PBS jobs with conditional execution
from LINK
It is possible to start a job on the condition that another one completes beforehand; this may be necessary for instance if the input to one job is generated by another job. Job dependency is defined in PBS using the -W flag. To illustrate with an example, suppose you need to start a job using the script second_job.sh after another job finished successfully. Assume the first job is started using script first_job.sh and the command to start the first job.
To do this, you must use an extra command-line option as follows:
qsub -W depend=<dependency_list> [Options] [script_file]
Your options for dependency lists are:
- afterany:<job_id> — This will hold the job until after job_id finishes, either in error or successfully
- afterok:<job_id> — This will hold the job until after job_id finishes. If job_id finishes successfully, the submitted job will be instantly released for execution. Otherwise, it is deleted.
- afternotok:<job_id> — This will hold the job until after job_id finishes. If job_id fails, the submitted job will be instantly released for execution. Otherwise, it is deleted.
For example: first job is submitted
qsub amber_first.pbs
and it returns the job ID 61112.sched01. Then, the command to start the second job is
qsub -W depend=afterok:61112.sched01 amber_second.pbs
This job dependency can be further automated (possibly to be included in a bash script) using environment variables:
JOB_ID_1=`qsub amber_first.pbs` JOB_ID-2=`qsub -W depend=afterok:$JOB_ID_1 amber_second.pbs`
Running parallel code with PBS scheduler
When you are running an MPI program, you often launch that program with syntax like:
mpirun -np 4 <program> [args]
to launch <program> with 4 threads on the same machine. This typically only makes sense if you have at least 4 processors (or processing cores) available. When using PBS, you typically want to run on every processor you requested. This is where PBS_NODEFILE (mentioned in the previous section) comes in handy. PBS_NODEFILE is a temporary file created by your PBS job as soon as your job starts that tells your job where it can run, with a separate line for each node you were allocated (if you requested 8 cores on a single node, that node is listed 8 times).
Therefore, you can determine the number of nodes you have available via
nprocs=`echo $PBS_NODEFILE | wc -l`
which counts the number of lines in PBS_NODEFILE.

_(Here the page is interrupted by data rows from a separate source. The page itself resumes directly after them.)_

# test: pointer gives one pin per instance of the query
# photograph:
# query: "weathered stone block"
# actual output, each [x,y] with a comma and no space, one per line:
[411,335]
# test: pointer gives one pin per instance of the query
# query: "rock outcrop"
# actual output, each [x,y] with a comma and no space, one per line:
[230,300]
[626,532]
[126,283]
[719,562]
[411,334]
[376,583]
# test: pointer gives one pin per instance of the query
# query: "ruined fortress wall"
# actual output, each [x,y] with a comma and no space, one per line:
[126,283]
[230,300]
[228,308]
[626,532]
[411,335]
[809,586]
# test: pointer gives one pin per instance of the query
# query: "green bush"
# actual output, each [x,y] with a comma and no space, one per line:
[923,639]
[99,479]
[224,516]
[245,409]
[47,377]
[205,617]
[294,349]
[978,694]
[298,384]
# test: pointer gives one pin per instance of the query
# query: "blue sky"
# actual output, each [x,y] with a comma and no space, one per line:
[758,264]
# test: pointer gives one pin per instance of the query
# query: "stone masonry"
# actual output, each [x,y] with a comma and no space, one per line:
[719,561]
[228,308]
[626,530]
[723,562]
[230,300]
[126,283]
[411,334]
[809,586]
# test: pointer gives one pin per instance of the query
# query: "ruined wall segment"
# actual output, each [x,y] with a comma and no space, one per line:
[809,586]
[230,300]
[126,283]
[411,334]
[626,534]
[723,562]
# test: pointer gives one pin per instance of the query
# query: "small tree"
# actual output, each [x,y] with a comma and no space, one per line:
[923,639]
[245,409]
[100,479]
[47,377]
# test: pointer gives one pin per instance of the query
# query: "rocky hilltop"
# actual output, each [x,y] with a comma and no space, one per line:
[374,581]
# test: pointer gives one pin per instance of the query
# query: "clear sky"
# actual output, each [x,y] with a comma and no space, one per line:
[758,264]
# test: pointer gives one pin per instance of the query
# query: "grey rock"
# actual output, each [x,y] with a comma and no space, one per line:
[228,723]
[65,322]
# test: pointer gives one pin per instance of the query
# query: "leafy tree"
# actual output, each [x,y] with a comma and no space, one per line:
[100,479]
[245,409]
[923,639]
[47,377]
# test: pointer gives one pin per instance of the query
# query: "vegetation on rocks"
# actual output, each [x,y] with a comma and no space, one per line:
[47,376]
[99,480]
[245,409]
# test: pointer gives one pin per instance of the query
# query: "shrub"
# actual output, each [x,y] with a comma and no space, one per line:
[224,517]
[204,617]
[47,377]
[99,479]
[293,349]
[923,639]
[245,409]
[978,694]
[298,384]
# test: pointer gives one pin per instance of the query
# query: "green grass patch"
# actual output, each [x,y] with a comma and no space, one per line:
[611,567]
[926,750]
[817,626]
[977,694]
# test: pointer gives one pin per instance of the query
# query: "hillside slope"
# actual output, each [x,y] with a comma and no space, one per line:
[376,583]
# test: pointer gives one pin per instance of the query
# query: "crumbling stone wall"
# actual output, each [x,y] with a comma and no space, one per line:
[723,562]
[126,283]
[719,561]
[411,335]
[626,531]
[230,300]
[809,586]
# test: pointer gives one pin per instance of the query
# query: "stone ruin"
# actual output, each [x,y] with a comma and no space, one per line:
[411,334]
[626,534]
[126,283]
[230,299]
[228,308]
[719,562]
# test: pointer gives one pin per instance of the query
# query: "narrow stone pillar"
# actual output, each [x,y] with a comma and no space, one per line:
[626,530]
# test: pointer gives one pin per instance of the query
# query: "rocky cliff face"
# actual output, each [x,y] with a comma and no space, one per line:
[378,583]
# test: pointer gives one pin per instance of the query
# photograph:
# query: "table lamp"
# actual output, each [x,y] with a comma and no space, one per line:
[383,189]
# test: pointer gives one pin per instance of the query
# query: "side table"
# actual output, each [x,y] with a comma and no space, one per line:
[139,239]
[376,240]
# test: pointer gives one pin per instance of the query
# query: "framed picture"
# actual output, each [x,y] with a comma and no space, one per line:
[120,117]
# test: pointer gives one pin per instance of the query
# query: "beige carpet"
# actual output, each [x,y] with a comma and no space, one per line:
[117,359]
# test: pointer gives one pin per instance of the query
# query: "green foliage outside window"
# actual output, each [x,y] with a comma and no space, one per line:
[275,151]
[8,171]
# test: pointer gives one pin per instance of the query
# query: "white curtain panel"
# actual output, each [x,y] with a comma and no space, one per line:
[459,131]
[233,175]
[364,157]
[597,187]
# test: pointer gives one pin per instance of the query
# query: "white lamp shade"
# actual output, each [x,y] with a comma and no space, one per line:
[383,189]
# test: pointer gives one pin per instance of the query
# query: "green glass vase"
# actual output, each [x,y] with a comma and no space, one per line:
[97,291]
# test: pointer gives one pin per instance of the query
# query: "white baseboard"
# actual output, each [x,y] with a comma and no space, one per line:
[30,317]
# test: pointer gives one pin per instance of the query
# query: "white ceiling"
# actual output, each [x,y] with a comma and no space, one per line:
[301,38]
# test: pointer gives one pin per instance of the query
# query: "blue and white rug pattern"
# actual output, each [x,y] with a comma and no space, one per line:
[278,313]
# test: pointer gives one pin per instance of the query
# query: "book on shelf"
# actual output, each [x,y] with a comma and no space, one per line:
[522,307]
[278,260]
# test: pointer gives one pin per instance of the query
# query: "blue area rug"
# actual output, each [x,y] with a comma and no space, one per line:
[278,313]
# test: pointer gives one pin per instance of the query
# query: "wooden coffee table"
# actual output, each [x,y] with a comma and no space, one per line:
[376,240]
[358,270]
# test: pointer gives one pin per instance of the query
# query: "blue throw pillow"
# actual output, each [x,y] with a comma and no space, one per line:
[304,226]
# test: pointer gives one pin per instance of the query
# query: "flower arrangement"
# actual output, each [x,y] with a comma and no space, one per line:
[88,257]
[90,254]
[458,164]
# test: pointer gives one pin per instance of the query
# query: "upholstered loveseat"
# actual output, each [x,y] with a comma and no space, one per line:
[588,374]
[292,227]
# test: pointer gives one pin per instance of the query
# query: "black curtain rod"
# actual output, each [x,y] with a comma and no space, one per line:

You can then use the mpirun command via:
mpirun -np $nprocs <program> [options]
As a better option, though, most mpirun or mpiexec programs will take an arbitrary machine file that tells it where to run (instead of -np 4). Therefore, you should use a command like:
mpirun -machinefile $PBS_NODEFILE <program> [options]
or
mpirun -hostfile $PBS_NODEFILE <program> [options]
Some MPIs are also compiled with Torque/PBS support (ask your sysadmin about this). If this is the case, then mpiexec will already know to look in PBS_NODEFILE, and all you will have to type is:
mpiexec <program> [options]
and it will already run ‘correctly’.